Related: A Look at Some of the Royal Family's Most Beautiful Properties
Bridgerton - Netflix, December 25
Shondaland—the TV empire created by writer-producer Shonda Rhimes—has brought audiences into the tryst-ridden closets of hospitals (Grey’s Anatomy), the Oval Office (Scandal), and a particularly eventful fertility clinic (Private Practice), where characters that seem both larger than life and undeniably human live out dramas large and small. Rhimes has set the bar high for herself, but her next television project—the first in her landmark multiyear development deal with Netflix—seems primed to clear it. Based on a series of historical romance novels by best-selling author Julia Quinn, Bridgerton is set in Regency London and follows the romantic exploits of the eight children of the titular family as they circulate through London society. Longtime Rhimes collaborator Chris Van Dusen is the creator and showrunner. He says that, despite the unusual setting, the whole affair is, well, very Shonda. “Shondaland has always been super innovative,” says Van Dusen. “Whether it’s in the way we cast the show, our approach to history, our costumes and set design, our music—we wanted to take everything you love about a period piece and turn it into something fresh.” One particularly enticing detail: The show’s narrator—its tony Gossip Girl of sorts—is none other than Dame Julie Andrews herself.

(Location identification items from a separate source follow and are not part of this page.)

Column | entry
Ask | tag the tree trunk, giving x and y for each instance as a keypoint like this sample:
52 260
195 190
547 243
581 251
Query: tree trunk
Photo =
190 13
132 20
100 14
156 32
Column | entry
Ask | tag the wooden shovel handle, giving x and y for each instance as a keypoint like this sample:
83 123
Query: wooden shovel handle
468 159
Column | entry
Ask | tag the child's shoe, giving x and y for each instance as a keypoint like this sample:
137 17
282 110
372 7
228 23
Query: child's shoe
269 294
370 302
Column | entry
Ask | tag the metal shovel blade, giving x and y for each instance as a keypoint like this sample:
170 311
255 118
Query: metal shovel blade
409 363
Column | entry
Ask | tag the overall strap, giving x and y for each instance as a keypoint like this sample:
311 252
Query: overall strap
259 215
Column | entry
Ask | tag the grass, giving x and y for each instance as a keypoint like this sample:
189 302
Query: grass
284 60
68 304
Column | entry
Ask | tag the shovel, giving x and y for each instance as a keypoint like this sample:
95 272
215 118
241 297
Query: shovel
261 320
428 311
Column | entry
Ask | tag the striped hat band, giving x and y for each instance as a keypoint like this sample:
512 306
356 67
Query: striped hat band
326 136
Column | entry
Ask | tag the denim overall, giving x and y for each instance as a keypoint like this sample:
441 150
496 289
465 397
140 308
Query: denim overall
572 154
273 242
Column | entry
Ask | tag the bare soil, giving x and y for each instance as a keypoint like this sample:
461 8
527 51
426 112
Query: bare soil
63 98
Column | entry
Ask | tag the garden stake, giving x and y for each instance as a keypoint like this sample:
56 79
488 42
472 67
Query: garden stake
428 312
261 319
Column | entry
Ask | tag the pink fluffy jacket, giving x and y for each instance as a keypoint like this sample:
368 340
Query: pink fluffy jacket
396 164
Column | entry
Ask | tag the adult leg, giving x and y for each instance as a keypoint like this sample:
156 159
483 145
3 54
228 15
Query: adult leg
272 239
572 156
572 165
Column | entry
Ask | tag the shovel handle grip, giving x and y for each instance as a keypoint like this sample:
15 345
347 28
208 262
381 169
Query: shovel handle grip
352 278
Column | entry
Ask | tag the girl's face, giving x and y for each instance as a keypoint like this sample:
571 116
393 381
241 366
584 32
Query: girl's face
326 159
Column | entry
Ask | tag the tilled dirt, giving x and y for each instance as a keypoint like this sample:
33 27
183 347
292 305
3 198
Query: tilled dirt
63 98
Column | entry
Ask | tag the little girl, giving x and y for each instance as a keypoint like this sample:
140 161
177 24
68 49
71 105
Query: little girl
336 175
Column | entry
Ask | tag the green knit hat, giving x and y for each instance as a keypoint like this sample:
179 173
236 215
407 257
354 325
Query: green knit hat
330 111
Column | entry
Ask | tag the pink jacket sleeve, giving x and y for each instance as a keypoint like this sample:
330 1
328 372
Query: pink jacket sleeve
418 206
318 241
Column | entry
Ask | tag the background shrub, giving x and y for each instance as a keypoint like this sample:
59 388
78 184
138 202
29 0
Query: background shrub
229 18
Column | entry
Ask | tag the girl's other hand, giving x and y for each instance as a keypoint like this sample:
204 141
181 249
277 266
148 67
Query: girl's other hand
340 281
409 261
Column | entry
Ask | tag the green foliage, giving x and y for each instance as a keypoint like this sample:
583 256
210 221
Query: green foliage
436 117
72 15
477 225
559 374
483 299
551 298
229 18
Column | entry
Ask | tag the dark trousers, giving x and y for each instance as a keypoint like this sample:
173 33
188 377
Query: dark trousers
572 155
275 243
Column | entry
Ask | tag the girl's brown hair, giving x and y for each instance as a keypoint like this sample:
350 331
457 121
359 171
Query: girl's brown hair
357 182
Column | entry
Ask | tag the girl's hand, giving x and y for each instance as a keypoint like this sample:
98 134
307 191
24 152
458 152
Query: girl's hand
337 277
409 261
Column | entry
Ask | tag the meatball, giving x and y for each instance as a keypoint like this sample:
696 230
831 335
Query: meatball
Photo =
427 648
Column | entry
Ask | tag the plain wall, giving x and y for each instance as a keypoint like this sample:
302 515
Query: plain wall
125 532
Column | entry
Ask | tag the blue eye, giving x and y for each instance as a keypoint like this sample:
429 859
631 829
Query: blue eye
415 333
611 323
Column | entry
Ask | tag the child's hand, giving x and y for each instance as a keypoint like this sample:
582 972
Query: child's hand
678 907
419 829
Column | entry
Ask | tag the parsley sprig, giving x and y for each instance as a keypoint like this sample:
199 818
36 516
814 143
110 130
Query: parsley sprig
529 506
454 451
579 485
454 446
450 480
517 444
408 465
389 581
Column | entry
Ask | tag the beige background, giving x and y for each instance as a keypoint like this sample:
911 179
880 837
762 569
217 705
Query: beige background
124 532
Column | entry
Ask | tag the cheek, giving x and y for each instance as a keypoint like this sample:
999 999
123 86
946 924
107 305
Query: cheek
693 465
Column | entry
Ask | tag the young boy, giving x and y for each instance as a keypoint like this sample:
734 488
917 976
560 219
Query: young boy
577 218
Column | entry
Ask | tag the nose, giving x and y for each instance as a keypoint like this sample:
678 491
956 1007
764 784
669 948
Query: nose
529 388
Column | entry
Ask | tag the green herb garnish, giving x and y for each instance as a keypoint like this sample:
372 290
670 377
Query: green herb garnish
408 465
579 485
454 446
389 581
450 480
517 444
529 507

Truth Seekers - Amazon Prime
With the success of shows like Los Espookys and What We Do in the Shadows, horror-comedy seems to be the prestige television genre du jour. British writer-actors Simon Pegg and Nick Frost, creators of such classic scary-funny movies as Shaun of the Dead, want in on the TV action. Their new series Truth Seekers (created with James Serafinowicz and Nat Saunders) follows a group of self-appointed part-time paranormal investigators who take it upon themselves to hunt ghosts all over the U.K., document their experiences on their YouTube channel—and, naturally, discover a conspiracy that could bring about Armageddon. “The world is both horrific and laughable,” Frost says. “I don’t think there’s a difference between horror and comedy.” Frost and Pegg have done some ghost hunting themselves and are massive X-Files aficionados. “Being fans of this genre, we could inhabit that world and not seem like we were taking the piss out of the people who are passionate about those things,” Frost explains. Filming involved some enjoyably spooky location scouting—a Tudor house with another house built atop it; an old, “ultra-creepy” hospital—and some delicious cameos, including one by a scenery-devouring Malcolm McDowell.